I'm just having little bit of difficulty with the following question:
Find the local maxima and minima of $f : [0, 1] \rightarrow \mathbb{R}$ defined by $$ f(x)=x^4(1-x)^6 $$
So we know the function is differentiable on the open interval $(0,1)$ and hence we can test the nature of the critical points on $(0,1)$. Also, since $f$ is continuous on the closed, bounded interval we can use the Extreme Value Theorem on the end points.
But, when we take the first derivative of this function we find that critical points occur at
$$x=0,\frac{2}{5},1$$
ie two of the critcal points occur at the end points.
The second derivative test shows that the critical point at $\frac{2}{5}$ is a maximum so thats all well and good.
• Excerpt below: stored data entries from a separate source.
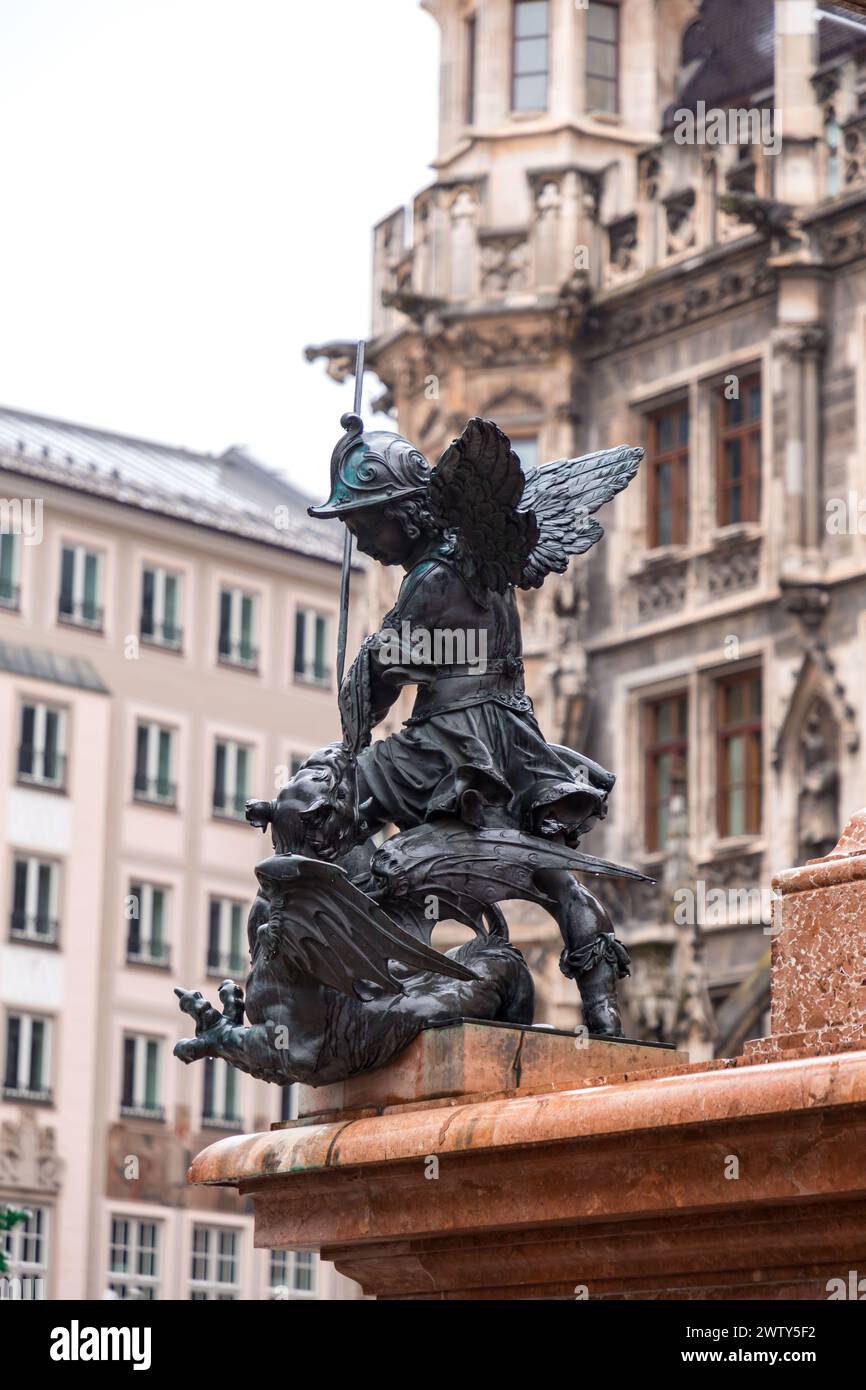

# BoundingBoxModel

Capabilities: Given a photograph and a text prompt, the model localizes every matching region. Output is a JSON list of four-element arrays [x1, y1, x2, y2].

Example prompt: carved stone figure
[[798, 697, 840, 862], [174, 408, 647, 1088]]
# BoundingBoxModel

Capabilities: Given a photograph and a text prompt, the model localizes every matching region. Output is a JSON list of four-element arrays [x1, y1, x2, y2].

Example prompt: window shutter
[[18, 704, 35, 776], [121, 1036, 136, 1108], [59, 546, 75, 615], [218, 590, 232, 657], [141, 568, 155, 636], [294, 609, 306, 676], [207, 899, 221, 970], [5, 1015, 21, 1089]]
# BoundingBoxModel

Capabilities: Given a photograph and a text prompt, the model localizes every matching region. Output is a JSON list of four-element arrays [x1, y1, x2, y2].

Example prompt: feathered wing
[[371, 824, 653, 929], [517, 445, 643, 590], [428, 418, 539, 593], [254, 855, 475, 999]]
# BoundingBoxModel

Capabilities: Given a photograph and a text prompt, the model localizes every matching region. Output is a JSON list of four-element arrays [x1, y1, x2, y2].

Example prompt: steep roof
[[665, 0, 866, 127], [0, 404, 347, 567]]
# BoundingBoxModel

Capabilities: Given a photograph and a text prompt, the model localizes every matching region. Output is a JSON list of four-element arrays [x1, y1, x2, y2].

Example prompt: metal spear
[[336, 340, 365, 688]]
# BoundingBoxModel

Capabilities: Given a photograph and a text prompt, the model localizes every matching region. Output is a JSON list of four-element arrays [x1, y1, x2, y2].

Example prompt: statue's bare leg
[[533, 868, 631, 1036]]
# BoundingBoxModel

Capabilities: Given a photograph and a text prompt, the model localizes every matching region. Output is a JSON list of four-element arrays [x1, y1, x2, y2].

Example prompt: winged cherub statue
[[305, 413, 644, 1036]]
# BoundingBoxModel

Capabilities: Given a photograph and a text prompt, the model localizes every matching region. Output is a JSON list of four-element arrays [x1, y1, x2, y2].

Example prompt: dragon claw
[[174, 983, 245, 1062]]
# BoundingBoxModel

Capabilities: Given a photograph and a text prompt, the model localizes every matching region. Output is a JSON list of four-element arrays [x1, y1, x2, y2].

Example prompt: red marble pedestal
[[188, 816, 866, 1299], [745, 809, 866, 1061]]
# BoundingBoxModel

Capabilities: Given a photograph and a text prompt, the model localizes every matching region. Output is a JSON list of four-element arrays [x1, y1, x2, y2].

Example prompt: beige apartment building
[[0, 409, 363, 1299], [309, 0, 866, 1055]]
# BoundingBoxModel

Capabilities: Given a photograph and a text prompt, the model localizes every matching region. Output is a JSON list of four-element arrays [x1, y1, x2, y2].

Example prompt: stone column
[[447, 185, 480, 300], [532, 177, 562, 290], [773, 321, 826, 572], [775, 0, 820, 206]]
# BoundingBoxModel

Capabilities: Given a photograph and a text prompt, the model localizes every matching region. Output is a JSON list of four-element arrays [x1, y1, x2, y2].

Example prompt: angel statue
[[173, 409, 648, 1091], [311, 411, 644, 1034]]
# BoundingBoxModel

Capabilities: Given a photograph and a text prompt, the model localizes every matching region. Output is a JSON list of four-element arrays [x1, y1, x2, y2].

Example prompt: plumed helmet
[[307, 412, 432, 518]]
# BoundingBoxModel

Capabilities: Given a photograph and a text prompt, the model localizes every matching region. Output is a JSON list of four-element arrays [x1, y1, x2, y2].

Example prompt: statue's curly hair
[[382, 494, 442, 545]]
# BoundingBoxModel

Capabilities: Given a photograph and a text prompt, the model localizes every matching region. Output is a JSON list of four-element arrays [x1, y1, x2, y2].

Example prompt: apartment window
[[585, 1, 619, 113], [644, 694, 688, 853], [190, 1226, 240, 1300], [107, 1218, 161, 1300], [58, 543, 103, 629], [120, 1034, 163, 1119], [133, 721, 176, 807], [1, 1205, 48, 1298], [293, 608, 330, 686], [202, 1058, 242, 1129], [512, 0, 549, 112], [647, 401, 689, 547], [717, 375, 762, 525], [0, 532, 20, 609], [17, 701, 67, 789], [465, 14, 478, 124], [218, 587, 259, 669], [212, 739, 251, 820], [207, 897, 247, 977], [11, 856, 59, 945], [140, 566, 182, 649], [717, 670, 762, 838], [4, 1012, 52, 1101], [126, 882, 170, 966], [269, 1249, 318, 1299]]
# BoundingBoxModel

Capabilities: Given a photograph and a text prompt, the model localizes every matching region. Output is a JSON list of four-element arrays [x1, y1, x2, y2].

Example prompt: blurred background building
[[0, 410, 363, 1299], [309, 0, 866, 1056]]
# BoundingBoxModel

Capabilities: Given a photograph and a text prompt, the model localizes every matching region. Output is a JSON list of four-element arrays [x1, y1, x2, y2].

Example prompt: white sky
[[0, 0, 439, 496]]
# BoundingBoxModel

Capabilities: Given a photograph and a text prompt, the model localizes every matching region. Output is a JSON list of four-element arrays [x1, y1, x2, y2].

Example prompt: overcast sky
[[0, 0, 439, 496]]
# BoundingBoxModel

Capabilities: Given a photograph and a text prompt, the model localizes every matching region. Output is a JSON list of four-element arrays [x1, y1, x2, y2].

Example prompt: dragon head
[[245, 743, 359, 861]]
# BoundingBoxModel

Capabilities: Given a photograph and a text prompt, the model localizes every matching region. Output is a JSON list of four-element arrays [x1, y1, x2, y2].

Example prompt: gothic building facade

However, my question is, how do I test the nature of the two other critical points? Since by the definition of differentiability we can not use the first and second derivative tests on the end points.
Is it merely just a matter of arguing that since $f(0)=f(1)=0$ and since by the definition of EVT we know that on a closed, bounded interval a continuous function has both a maximum and a minimum value on that closed, bounded interval and since $x=\frac{2}{5}$ attains the maxima then by EVT $x=0$ and $x=1$ must attain the minima?
I would like to make my argument as rigorous as possible.
Thanks.
Best Answer
I am viewing $[0,1]$ as the entirety of the domain.
Observe that $f'(x)=2x^3(x-1)^5(5x-2).$ We have $f'(x)=0$ at $x=0,2/5,1.$ Also, $f'(x)>0$ on $(0,2/5),$ $f'(x)<0$ on $(2/5,1).$ Therefore $f(2/5)$ is a local maximum. Moreover, $f'(x)>0$ on $(0,2/5)$ implies that $f(x)\geq f(0)$ on some (relatively) open neighborhood $[0,c)$ about $0.$ We conclude that $f(0)$ is a local minimum. Similarly, $f(x)\geq f(1)$ on a (relatively) open neighborhood about 1 and consequently $f(1)$ is a local minimum.